03/02/2009

Como desperdiçar a árvore das patacas

Particularmente no plano alimentar, Portugal tem recursos fantásticos infelizmente malbaratados por gerações sucessivas.
Há um sector então onde tudo parece ainda mais especial: o dos chamados produtos biológicos. Portugal tem condições óptimas para estes produtos - que, além de objectivamente excelentes, têm ainda uma condição comercial muito favorável. Em plena crise, a procura deste produtos não só não diminuiu, como continua a justificar a abertura de mais pontos de venda um pouco por todo o país.
Para mais, segundo um relatório internacional, ao nível do mercado mundial continua a existir uma procura muito superior à oferta.
Acresce que em vários países europeus, com destaque para a Itália, há uma aposta crescente neste tipo de consumos: desde as cantinas escolares e hospitalares, aos agro-turismos que são cada vez mais procurados.
A agricultura biológica que se estende à pecuária e à agro-indústria, tem, como se sabe, inúmeras vantagens ambientais e nutricionais. Produz sem recurso a pesticidas químicos, usa adubos naturais, e dela resultam produtos muito mais saborosos e duradouros.
E é nisto então que o país aposta em força e com coragem? Não. Uma velha sensibilidade bronca que gerações sucessivas de responsáveis vêm herdando e transmitindo desde os tempos heróicos das campanhas do trigo, não consegue deixar de rir com descrédito destas coisas que considera pueris e ilusórias, quando afinal são elas que permitem colher patacas de árvores.

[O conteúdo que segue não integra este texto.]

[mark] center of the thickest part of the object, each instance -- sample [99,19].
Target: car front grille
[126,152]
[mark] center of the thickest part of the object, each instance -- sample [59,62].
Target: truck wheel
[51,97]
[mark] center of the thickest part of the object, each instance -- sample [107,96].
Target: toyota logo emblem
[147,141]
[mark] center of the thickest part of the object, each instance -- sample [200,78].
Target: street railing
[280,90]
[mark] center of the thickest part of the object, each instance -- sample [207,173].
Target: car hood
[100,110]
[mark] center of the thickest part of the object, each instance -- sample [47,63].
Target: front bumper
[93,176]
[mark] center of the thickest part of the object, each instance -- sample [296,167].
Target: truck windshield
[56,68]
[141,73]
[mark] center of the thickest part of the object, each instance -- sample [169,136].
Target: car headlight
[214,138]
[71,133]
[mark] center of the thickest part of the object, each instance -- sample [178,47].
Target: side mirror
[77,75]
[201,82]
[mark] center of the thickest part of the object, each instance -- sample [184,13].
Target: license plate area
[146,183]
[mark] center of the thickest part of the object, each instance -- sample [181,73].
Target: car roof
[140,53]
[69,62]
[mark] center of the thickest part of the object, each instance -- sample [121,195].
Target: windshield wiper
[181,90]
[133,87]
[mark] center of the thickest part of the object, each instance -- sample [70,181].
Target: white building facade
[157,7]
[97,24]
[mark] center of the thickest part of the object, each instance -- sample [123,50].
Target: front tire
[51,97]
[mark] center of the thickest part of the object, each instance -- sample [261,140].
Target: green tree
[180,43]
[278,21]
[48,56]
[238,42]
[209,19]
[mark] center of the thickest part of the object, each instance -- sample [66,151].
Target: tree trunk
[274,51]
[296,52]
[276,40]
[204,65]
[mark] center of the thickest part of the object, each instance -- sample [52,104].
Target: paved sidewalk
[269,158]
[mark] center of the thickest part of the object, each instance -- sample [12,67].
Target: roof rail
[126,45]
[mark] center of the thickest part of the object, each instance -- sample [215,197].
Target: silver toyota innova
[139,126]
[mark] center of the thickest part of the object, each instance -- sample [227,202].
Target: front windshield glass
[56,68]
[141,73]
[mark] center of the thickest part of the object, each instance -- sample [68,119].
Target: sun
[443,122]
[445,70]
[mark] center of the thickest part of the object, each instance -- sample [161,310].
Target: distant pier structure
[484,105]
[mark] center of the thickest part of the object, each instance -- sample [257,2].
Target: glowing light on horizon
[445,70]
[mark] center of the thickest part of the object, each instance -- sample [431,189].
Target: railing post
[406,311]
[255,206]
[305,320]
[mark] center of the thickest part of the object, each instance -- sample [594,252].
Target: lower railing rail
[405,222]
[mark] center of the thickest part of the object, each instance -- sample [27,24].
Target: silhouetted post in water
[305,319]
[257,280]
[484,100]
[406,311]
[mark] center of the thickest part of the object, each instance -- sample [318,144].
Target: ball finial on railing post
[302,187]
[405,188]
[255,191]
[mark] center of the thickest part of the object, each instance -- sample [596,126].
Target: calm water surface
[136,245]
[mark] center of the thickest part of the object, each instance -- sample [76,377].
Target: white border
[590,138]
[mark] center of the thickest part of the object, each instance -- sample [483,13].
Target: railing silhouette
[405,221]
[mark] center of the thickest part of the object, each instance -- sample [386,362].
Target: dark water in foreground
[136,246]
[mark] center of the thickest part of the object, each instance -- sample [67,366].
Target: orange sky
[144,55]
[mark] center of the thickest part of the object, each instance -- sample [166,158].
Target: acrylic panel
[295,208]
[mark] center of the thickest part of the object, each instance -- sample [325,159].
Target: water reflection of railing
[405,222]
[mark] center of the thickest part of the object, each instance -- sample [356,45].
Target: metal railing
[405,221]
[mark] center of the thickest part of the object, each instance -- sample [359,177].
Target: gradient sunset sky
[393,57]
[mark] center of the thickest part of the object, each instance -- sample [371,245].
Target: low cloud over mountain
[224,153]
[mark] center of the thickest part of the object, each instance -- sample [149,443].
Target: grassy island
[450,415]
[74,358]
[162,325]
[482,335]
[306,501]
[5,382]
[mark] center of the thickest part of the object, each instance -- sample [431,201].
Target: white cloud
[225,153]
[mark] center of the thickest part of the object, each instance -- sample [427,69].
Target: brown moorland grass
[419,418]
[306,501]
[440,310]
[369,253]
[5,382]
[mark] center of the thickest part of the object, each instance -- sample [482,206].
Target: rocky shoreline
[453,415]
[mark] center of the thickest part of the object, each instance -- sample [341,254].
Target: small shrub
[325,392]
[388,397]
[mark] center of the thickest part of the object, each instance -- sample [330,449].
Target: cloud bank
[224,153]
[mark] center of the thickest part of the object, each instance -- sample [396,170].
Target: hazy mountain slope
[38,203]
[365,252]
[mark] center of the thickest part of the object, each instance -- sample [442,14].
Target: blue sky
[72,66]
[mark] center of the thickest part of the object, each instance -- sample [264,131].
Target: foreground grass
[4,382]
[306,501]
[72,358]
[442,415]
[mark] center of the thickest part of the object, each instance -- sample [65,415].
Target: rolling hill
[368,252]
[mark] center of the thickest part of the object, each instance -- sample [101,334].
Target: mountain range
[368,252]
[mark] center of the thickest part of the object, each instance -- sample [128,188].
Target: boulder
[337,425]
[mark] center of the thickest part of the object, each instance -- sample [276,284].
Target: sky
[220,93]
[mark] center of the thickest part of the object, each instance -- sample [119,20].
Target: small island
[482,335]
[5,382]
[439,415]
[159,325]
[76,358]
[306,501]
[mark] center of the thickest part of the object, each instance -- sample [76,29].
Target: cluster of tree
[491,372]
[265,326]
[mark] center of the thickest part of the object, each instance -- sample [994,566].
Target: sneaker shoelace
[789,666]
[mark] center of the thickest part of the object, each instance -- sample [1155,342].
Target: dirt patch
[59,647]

A agricultura industrialista gosta de produções musculadas. Contudo (sobretudo num país como Portugal), o negócio está cada vez mais nas agriculturas cuidadosas e subtis, quase artísticas. Produtora de excelência, a agricultura biológica beneficia o ambiente, o consumidor, o empresário e ainda outros sectores.
Se, além disso, for transmitida a ideia de que a excelência destes produtos oferece uma experiência superlativa quando consumidos no local de produção, teremos ainda um movimento de cultura local e de turismo de excelência.
E perante isto, que empenhos movemos nós? Prédios e apartamentos encavalitados com vista para o mar, para onde fazemos desaguar os esgotos de todas aquelas casas numa cacafonia urbanística que nos não distingue de todos os outros sítios!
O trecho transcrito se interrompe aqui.